Il est vrai de dire que Georges se repentit de s’être laissé emporter par la colère, et il allait revenir sur ses pas du côté où gisait M. John Wood, quand il s’entendit appeler par M. Polwis. Se doutant bien qu’Édith avait tout dit à son père et que son sort allait être décidé, il se hâta d’accourir au-devant du négociant. Celui-ci paraissait fort ému ; son visage vermeil avait pâli ; une agitation insolite se lisait sur ses traits d’ordinaire si calmes et si sereins. À cette vue, Georges sentit le froid de la peur se glisser dans ses veines. À coup sûr, pensa-t-il, M. Polwis est furieux, et je suis perdu. Il abordait donc son hôte avec de mortelles appréhensions, lorsque ce dernier rompant en visière à toutes ses manières d’être et d’agir normales, lui jeta les bras autour du cou et se mit à pleurer sur son épaule.

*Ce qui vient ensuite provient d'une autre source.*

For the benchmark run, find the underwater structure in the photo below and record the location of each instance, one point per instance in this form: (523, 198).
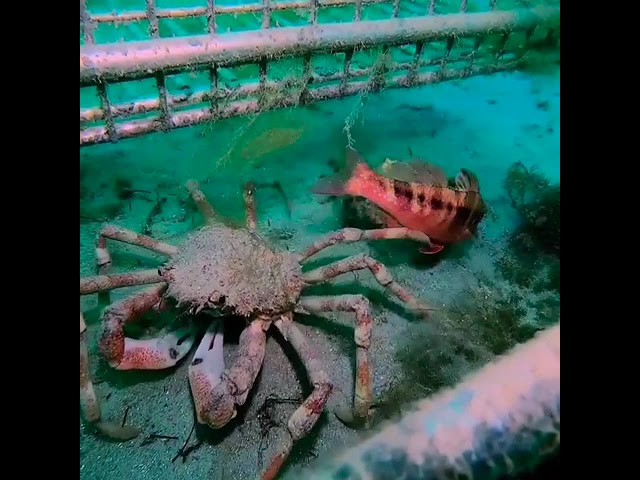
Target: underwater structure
(158, 69)
(503, 419)
(309, 58)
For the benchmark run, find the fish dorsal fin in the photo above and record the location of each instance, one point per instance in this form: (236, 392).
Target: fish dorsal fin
(414, 171)
(467, 180)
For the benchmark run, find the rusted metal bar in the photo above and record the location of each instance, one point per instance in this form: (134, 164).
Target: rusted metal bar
(266, 13)
(396, 8)
(211, 16)
(151, 15)
(502, 420)
(313, 12)
(149, 105)
(188, 118)
(173, 13)
(105, 108)
(116, 62)
(86, 23)
(358, 15)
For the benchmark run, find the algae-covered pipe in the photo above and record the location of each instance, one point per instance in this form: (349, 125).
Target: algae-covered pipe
(504, 419)
(128, 60)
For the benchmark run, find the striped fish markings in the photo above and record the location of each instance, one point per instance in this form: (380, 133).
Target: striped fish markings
(414, 195)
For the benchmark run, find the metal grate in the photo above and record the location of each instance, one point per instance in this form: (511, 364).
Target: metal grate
(407, 49)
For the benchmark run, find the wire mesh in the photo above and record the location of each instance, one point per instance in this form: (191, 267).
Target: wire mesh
(282, 61)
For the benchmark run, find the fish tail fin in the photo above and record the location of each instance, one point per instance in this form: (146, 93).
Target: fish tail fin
(346, 180)
(467, 180)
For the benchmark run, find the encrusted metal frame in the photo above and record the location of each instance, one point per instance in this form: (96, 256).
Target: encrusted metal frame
(459, 39)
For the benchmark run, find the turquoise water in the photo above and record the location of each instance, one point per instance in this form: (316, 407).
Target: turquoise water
(485, 124)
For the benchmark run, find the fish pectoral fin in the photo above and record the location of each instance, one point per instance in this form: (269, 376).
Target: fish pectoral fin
(432, 249)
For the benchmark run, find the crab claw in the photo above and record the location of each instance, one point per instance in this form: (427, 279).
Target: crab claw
(215, 405)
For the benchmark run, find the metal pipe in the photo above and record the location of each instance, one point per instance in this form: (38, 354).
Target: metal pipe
(117, 62)
(188, 118)
(504, 419)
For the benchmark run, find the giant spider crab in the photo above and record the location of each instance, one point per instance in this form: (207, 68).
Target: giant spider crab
(227, 270)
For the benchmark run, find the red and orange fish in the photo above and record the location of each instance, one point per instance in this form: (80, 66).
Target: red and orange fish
(414, 195)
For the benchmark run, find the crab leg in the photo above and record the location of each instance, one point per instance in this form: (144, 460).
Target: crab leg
(307, 415)
(125, 353)
(101, 283)
(350, 235)
(215, 396)
(132, 238)
(125, 236)
(89, 400)
(250, 205)
(379, 271)
(201, 201)
(363, 394)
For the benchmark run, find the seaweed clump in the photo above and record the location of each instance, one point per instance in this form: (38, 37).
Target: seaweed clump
(538, 204)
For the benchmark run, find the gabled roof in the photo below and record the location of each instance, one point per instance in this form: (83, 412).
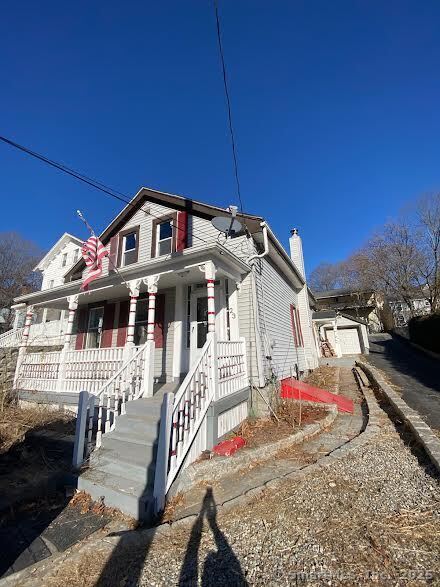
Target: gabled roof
(344, 291)
(57, 247)
(206, 211)
(331, 315)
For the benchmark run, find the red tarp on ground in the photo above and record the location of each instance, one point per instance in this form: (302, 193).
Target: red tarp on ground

— Édith... m’a tout dit, murmurait-il au milieu de ses larmes ; c’est une noble fille... vous êtes un honnête jeune homme... Adams ! Embrassez-moi, mon jeune ami.

Georges trouva dans sa joie la force de soutenir M. Polwis et son attendrissement, et le remercia avec chaleur ; mais le digne homme l’interrompit soudainement en lui disant, moitié riant, moitié pleurant :

— C’est bon, c’est bon, Adams... Allons déjeuner, mon ami.